Americans are prolific shoppers, constantly on the lookout for the best price for top-quality products and services. If you are searching for a new television, it’s easy to find prices and statistics transparently and prominently displayed at just about every store.
Yet when it comes to maintaining our health, very few of us ever know price or quality before receiving a health care service. This is true whether it’s a simple visit to the doctor, a cancer screening, or a knee replacement.
One reason health care costs continue to skyrocket is that the prices and quality of care are largely hidden from patients. That means health care providers don’t compete on cost or quality.
This is unacceptable. By 2026, health care spending is projected to consume 20 percent of the economy. Doing more of the same won’t fix this problem, so we must move our health care system onto a different trajectory.
Americans need access to information to make the best health care decisions for themselves and their families. This is why transparency in health care price and quality is a top priority for the Centers for Medicare and Medicaid Services.
If people don’t know the cost or quality of health care services, they cannot seek out the highest quality services at the lowest cost, as they do in any other industries. Today, patients are essentially shut out of the process of defining value, when they should be at the center of it.
Even people covered by Medicare, who have significant protections against practices like balance billing and out-of-network charges, are sometimes surprised by their costs or are in the dark when it comes to opportunities to save money.
One aspect of CMS’ price transparency initiative has received a great deal of attention recently. Our updated guidelines now require hospitals to post a list of their current “standard charges” on the internet in a machine-readable format — meaning the data can not only be read electronically but can also be imported or read into other databases. Previously, CMS required hospitals to make their standard charges available in response to an inquiry, but too often this meant making the information available only in print or a PDF that couldn’t be aggregated with other data and that wasn’t broadly available.
The new requirement sets the stage for third parties to use the charge data to develop tools and resources that are more meaningful and actionable, making it easier for people to access and compare information about costs between different facilities.

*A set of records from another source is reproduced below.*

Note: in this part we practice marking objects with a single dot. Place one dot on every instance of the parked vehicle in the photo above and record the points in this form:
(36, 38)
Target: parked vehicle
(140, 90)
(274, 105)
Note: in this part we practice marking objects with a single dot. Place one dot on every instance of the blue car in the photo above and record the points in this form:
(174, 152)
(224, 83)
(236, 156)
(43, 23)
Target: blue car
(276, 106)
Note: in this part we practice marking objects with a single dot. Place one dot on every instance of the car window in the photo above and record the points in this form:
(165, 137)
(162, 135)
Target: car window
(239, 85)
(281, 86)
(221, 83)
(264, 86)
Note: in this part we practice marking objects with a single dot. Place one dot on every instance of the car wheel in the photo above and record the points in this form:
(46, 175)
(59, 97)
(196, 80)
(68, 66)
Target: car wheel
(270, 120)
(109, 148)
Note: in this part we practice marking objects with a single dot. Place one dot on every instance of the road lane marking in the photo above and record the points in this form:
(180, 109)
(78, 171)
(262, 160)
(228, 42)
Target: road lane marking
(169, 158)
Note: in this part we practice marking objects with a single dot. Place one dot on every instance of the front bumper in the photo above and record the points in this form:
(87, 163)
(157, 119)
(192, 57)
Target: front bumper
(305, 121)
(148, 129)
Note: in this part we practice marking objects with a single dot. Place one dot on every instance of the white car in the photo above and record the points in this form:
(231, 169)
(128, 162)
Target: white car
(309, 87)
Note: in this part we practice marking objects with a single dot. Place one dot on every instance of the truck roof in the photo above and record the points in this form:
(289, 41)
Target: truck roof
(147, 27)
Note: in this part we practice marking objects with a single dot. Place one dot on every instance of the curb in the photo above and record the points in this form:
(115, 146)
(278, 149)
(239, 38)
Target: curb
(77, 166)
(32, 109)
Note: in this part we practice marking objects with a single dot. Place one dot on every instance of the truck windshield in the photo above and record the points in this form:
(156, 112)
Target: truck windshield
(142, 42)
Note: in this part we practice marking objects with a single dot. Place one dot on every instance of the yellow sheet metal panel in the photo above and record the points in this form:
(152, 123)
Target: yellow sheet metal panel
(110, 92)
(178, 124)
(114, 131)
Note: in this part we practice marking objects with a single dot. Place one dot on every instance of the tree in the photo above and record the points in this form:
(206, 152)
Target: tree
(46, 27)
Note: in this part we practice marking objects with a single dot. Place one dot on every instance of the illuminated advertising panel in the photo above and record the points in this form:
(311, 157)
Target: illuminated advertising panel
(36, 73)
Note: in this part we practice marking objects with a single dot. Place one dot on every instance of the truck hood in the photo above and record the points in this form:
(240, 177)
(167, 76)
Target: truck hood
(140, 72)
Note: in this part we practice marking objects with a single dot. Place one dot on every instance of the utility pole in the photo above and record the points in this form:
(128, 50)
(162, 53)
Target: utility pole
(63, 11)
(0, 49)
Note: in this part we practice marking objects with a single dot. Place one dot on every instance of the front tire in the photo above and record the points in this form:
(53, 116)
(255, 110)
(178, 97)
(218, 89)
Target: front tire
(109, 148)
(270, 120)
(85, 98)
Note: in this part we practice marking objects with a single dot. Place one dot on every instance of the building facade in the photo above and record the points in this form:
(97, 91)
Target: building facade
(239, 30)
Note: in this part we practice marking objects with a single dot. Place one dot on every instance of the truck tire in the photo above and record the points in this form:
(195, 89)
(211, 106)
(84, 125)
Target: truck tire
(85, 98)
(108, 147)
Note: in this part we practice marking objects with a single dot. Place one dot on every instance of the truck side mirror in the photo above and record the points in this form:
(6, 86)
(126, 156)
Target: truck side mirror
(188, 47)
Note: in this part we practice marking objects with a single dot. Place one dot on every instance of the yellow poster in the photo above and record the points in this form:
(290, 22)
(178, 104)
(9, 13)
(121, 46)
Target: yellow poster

The charge lists, coupled with CMS’ already published hospital star ratings on quality, give Americans more information than ever before about the services provided by their local hospitals.
The information hospitals are posting now isn’t necessarily what individuals will pay under their insurance policies, but it is an important first step, and there’s no reason hospitals can’t do more. Hospitals don’t have to wait for CMS or other agencies to go further in helping their patients understand the value of care they deliver. In fact, some hospitals and insurers have gone well beyond the current requirements and provide insurance-specific pricing information or aggregate cost and quality data for consumers.
The University of Utah, for example, has an Estimate Your Out-of-Pocket Costs tool that combines chargemaster prices with individual’s insurance information. UCHealth in Colorado offers individualized estimates through its patient portal or a mobile app, and opened a dedicated call center for price transparency.
I hope that the attention this policy is getting creates an awareness of the new requirements by highlighting both hospitals that are exceeding expectations to empower consumers and those that are not. Patients can be a powerful force to hold the health care system accountable for transparency. CMS encourages people to scan their local hospital’s website for pricing information and share the results on Twitter using the hashtag #WheresThePrice.
The new requirement for hospitals to post their charges is just one of the numerous price transparency steps CMS has taken over the past year. As part of its eMedicare initiative, CMS launched a tool to help beneficiaries evaluate the cost differences between Medicare Advantage and traditional Medicare.
We also launched Procedure Price Lookup, the first Medicare price transparency tool that allows beneficiaries to compare the national average of Medicare payments and copayments for certain procedures that are performed in both hospital outpatient departments and ambulatory surgical centers. There are significant differences in costs between these settings, and the lookup allows beneficiaries to find information that will help them decide where to get care.
To bring more transparency to prescription drug costs, President Trump signed legislation last October to end the practice of pharmacy gag clauses. Those agreements kept pharmacists from telling patients if they could get a prescription drug cheaper by paying cash instead of getting the drug through their health insurance plan. CMS has also proposed requiring pharmaceutical companies to disclose the list price of drugs in TV ads, and also requiring every Medicare Part D plan to adopt a real-time tool to help doctors understand what their patients will pay for the drugs they prescribe.
We are also working toward providing consumers quality and price information side by side as another way to empower them to find high-value care.
As the administrator of CMS, my focus is on putting patients first. They are the most powerful force in our health care system for driving toward higher value care.
While the work we have done to empower patients by increasing transparency is making great strides, we are just getting started as we work to increase price and quality transparency throughout the health care system.
Seema Verma is the administrator of the Centers for Medicare and Medicaid Services.